You can find out a little more about The Similarities Engine here, if you are interested:
https://www.whiteis.com/similarities-engine
If I'm understanding correctly, this was not AI in any sense.
This was collaborative filtering. Which is great and useful, but it's just simple statistics. You can write it in a SQL query a few lines long.
Or you can run more robust models using SVD (singular value decomposition) to reduce dimensionality and enable a form of statistical inference. I can't tell if Ringo/Firefly were using that or not. (If you have enough users, and a relatively limited set of objects like musical artists, you don't need this.)
But nobody calls these AI -- not now and not at the time. They're very clearly in the realm of statistics.
So the article is fun, but not everything needs to jump on the AI train, c'mon.
that was the worst article I ever read
Might be the optimal approach for running a slow inference model locally, and if we treat LLMs like compilers this makes sense.
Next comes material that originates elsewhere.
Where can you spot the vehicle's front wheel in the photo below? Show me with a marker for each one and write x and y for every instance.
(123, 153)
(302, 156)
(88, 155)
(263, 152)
Overnight compilation for complex codebases is still the normal thing to do, but what if LLM code generation (about the one task it seems really good at) was run overnight the same way? That is, your workflow would be to look at what the LLM generated the previous night, make a bunch of annotations and suggestions and then at the end of the day submit everything you did to the LLM for an 'overnight generation' task?
Lol "You emailed that you like sci-fi. We bet you'll like Alien, Bladerunner, and Close Encounters of the Third Kind!" Truly mind-blowing tech right there. How did they ever pull it off!